Here's the thing: More than half of the country still likely doesn't see it that way. The stock market continues to roar, as the post-election Trump rally hasn't really paused for more than a day or two since the election. President Trump's poll numbers are weak compared to other new presidents at this stage, but his overall approval ratings in the Rasmussen and Gallup polls are both stronger than at any time during the 2016 election. Rasmussen's daily "right track/wrong track" survey has consistently shown a 12-year-high in respondents answering that the country is on the right track since the inauguration. And another Gallup survey from last week shows that 62 percent of respondents see Trump as strong leader who keeps his promises.

But how can the Trump team tap into that decent support? Enter the raucous pep rally complete with First Lady Melania Trump reciting the Lord's Prayer and vowing to remain "truthful, no matter what the opposition says about me." That double shot across the bow was the just the beginning as President Trump himself followed with several references to the news media and his official political opponents as the "enemies" of not just him, but all of the American people.

Like his Twitter account, the rally is President Trump's truly effective way of getting around the traditional media channels to speak directly to the American public. Love or hate his message, it's exceedingly helpful to the Trump team to dictate the timing and tone of those messages. Waiting for the evening network news or even a favored cable news show just isn't as effective.

Other than beating the media to the punch, will this kind of tactic really work? Timing is a key factor in the answer. All the rallies and calls to action can be meaningless if they're done too late or not in the right context.

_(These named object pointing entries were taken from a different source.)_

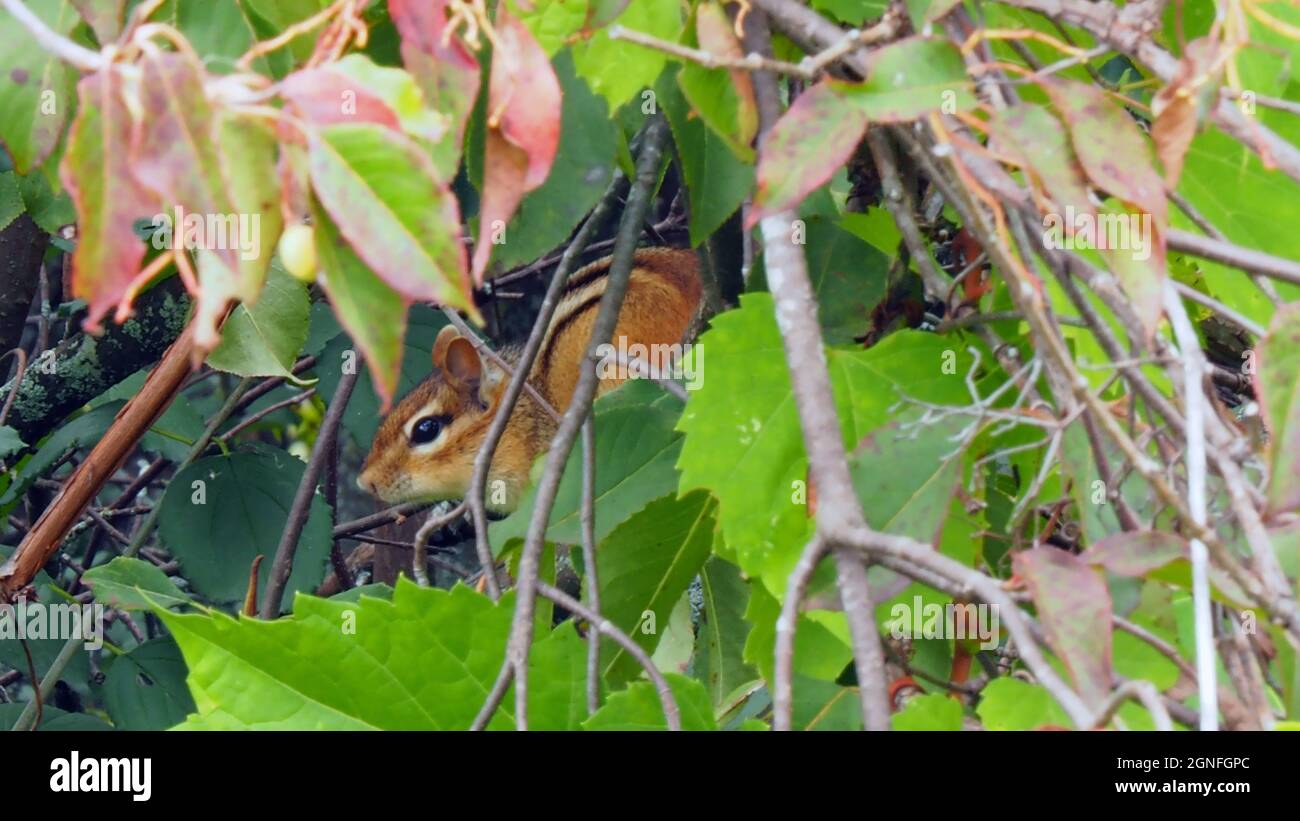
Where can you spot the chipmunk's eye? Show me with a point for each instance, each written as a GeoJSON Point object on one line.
{"type": "Point", "coordinates": [428, 429]}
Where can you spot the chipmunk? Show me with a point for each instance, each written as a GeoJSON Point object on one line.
{"type": "Point", "coordinates": [425, 447]}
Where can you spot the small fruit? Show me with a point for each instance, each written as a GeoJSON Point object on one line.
{"type": "Point", "coordinates": [298, 252]}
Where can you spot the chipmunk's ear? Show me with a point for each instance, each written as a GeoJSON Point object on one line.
{"type": "Point", "coordinates": [458, 359]}
{"type": "Point", "coordinates": [441, 343]}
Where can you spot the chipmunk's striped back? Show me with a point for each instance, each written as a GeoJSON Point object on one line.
{"type": "Point", "coordinates": [425, 447]}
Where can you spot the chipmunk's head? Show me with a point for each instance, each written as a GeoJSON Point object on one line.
{"type": "Point", "coordinates": [425, 447]}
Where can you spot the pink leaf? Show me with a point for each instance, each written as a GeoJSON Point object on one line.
{"type": "Point", "coordinates": [523, 130]}
{"type": "Point", "coordinates": [805, 147]}
{"type": "Point", "coordinates": [108, 199]}
{"type": "Point", "coordinates": [1074, 607]}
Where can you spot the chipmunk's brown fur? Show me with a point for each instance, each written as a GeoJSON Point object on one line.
{"type": "Point", "coordinates": [464, 390]}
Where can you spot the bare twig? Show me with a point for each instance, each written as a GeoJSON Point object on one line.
{"type": "Point", "coordinates": [837, 512]}
{"type": "Point", "coordinates": [783, 690]}
{"type": "Point", "coordinates": [589, 568]}
{"type": "Point", "coordinates": [479, 482]}
{"type": "Point", "coordinates": [1194, 392]}
{"type": "Point", "coordinates": [284, 564]}
{"type": "Point", "coordinates": [419, 555]}
{"type": "Point", "coordinates": [603, 325]}
{"type": "Point", "coordinates": [602, 625]}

During a low point early in his first term in office, President Richard Nixon called on the great "silent majority" of the nation to be silent no more and show public support for him and his Vietnam War policies. Nixon gave a nationally-broadcast speech in November, 1969 using that "silent majority" term. It worked. Tens of thousands of supporting letters and telegrams poured into the White House and a Gallup poll showed a whopping 77 percent of Americans supported the president's message. Even as Nixon's popularity ebbed and flowed during his first term, he was always able to draw on that direct message to the public that he had made at just the right time. One crucial example of that played out in the spring of 1970 when a group of "silent majority" construction workers stopped being so silent and eventually even physically attacked anti-Vietnam War protesters in Lower Manhattan. That kind of simmering support for Nixon that always seemed to elude the mainstream news media at the time played a big role in his massive re-election victory in 1972.

But Nixon wasn't always so timely. For example, the fact that President Trump held this rally in an airport hangar must not have been lost on those who remember the final days of Nixon's term in office. Long after his fate had been effectively sealed by the Watergate scandal, the Nixon team put together an "impromptu" supportive rally for Nixon at an airport hangar in Caribou, Maine as the president returned from a summit meeting in Moscow. The term "too little, too late" was quite appropriate for that event since about five weeks later Nixon resigned.

This Trump rally, as silly and too soon as it may seem to many, sure looks like it's more like the shrewd "silent majority" variety right now. It served as a chance for the Trump team to continue to remind its detractors that there are plenty of Americans in key states who support the new president and are not even listening to the media's general message about him right now. And it should also remind them that until the Trump opponents start to speak to those people, they won't get much further than they did last November. For Trump, that's a win/win. It's when he's unable to draw a large or enthusiastic crowd at all that he should be worried. And so far, we're not there yet.